BMW recalls 24,000 vehicles on emissions problem
What does this latest recall mean for BMW?
- What will this do to BMW’s brand image to affluent consumers?
- Do recalls help or hurt a high-end brand?
- How might BMW bounce back from this recall?
- What’s in a consumers’ mind when they hear about a recall?
“In my opinion . . .”There is always a price to pay when issuing recalls. They take a hit financially, and their brand reliability rating and owner satisfaction index takes a hit too. The last item has much to do with how the owner is treated during the recall by the dealership. This means BMW has to make sure its dealer network gets the BMW owner through the recall process quickly as possible, with the least amount of inconvenience.

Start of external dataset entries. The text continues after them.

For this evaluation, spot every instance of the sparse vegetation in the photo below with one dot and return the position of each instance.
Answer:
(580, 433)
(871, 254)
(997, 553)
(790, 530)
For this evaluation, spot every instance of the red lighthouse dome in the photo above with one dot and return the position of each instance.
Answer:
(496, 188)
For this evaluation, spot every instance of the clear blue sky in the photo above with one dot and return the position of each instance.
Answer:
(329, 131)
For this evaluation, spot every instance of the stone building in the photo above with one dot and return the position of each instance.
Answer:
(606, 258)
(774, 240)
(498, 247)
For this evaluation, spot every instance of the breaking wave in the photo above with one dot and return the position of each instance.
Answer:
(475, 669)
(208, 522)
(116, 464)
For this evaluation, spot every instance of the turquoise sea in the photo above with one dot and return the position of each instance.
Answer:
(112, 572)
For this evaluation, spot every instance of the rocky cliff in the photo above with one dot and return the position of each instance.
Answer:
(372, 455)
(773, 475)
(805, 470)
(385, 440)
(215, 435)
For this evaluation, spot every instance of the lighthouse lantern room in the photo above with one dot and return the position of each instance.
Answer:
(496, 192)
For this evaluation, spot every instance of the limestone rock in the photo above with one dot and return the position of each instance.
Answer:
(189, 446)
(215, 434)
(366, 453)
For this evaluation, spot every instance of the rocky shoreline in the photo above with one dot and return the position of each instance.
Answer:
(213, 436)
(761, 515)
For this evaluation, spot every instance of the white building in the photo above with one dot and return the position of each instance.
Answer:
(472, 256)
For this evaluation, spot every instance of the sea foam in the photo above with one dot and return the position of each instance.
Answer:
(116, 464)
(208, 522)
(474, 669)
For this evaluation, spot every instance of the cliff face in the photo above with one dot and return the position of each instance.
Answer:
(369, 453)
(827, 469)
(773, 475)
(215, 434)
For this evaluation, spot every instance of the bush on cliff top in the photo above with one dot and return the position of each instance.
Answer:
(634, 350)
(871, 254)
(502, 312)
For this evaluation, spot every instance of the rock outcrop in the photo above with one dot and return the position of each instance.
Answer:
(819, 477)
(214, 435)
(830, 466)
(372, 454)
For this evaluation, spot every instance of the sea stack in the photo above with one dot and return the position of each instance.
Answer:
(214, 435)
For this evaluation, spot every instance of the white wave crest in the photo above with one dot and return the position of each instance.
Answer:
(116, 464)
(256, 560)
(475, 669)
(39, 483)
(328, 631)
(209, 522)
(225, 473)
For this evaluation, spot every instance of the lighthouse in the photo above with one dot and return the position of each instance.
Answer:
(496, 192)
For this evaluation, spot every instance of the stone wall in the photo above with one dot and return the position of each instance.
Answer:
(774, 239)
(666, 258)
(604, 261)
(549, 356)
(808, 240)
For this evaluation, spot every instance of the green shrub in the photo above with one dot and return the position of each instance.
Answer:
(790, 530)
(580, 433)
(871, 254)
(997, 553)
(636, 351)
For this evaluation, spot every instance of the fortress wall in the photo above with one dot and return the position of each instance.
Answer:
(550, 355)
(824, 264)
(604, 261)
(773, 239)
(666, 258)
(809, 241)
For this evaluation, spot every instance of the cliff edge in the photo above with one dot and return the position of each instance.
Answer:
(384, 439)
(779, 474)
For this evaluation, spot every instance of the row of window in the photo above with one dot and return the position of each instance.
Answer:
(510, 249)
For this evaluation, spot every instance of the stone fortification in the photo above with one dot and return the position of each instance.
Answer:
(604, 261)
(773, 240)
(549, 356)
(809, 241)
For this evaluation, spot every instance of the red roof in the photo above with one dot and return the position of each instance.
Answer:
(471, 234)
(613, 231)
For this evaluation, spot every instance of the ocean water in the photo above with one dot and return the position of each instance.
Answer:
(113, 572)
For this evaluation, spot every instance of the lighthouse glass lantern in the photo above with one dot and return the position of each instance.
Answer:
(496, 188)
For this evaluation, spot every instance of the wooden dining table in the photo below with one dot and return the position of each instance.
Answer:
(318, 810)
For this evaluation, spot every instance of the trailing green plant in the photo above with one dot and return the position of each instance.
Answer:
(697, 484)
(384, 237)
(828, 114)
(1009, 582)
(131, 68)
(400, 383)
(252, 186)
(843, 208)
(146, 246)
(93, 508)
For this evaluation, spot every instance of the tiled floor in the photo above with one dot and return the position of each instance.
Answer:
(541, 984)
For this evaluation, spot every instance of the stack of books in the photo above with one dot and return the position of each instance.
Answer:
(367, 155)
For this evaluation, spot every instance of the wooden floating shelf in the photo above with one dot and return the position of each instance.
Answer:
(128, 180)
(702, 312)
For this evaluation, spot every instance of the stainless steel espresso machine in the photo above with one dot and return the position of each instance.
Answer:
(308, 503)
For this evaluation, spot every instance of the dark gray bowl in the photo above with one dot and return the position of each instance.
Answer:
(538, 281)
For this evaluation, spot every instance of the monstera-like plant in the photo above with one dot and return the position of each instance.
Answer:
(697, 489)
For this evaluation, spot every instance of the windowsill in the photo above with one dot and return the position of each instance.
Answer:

Nobody wants to be told there is a problem with their vehicle—especially an expensive one—or have to go through the hassle of getting it taken care of. It’s all in how the consumer is treated by the local dealership. As long as the dealer recognizes that this is an inconvenience for the consumer, hopefully giving the BMW owner a loaner vehicle to use in the interim, and the consumer realizes that no car company builds a perfect product, they both can get through it without a lot of drama.
Hysteria is what every automaker fears with recalls. Case in point: back in the 1980s, Audi had a bogus “untended acceleration” recall on its hands with its Audi 5000. Fueled by media and consumer hysteria, this problem, which was never proven to exist, killed Audi’s sales in the United States. It took years for memories to fade, and the company to recover.
BMW has had a record year for sales in April. Given the number of vehicles BMW produces, the number of recalls for it this year is moderate. In this particular case, the recall affects some BMW diesel engine’s emissions, and it is unclear how many luxury-minded people need or want diesel-powered vehicles.
From a branding and positioning standpoint, BMW owns the word “driving,” as in “The Ultimate Driving Machine,” so it is known primarily as a performance vehicle. The opulent appointments come only in the higher-priced BMW models. In my opinion, the best BMW can do in this case is put a positive environmental spin on their recall effort, stating that the company is committed to keeping every BMW’s emissions output as low as possible, so everyone can breathe easier.
How will consumers respond? It depends on a few factors: the number of recalls that car has already received, the particular issue being resolved, and the owner’s past experience with the dealership where the recalls are handled. This particular recall has to do with diesel emissions so it’s simple and doesn’t cause alarm or raise eyebrows. However, when a recall is addressing a design flaw that could cause harm, it will cause concern and worry. Even more so if the news media picks up on the story.
Even though this recall deals with emissions, BMW has other recalls on its hands that are more serious. For instance, a circuit board on 2012 and 2011 BMWs and some 2010 Rolls Royce (a wholly owned subsidiary of BMW), can overheat and possibly catch fire.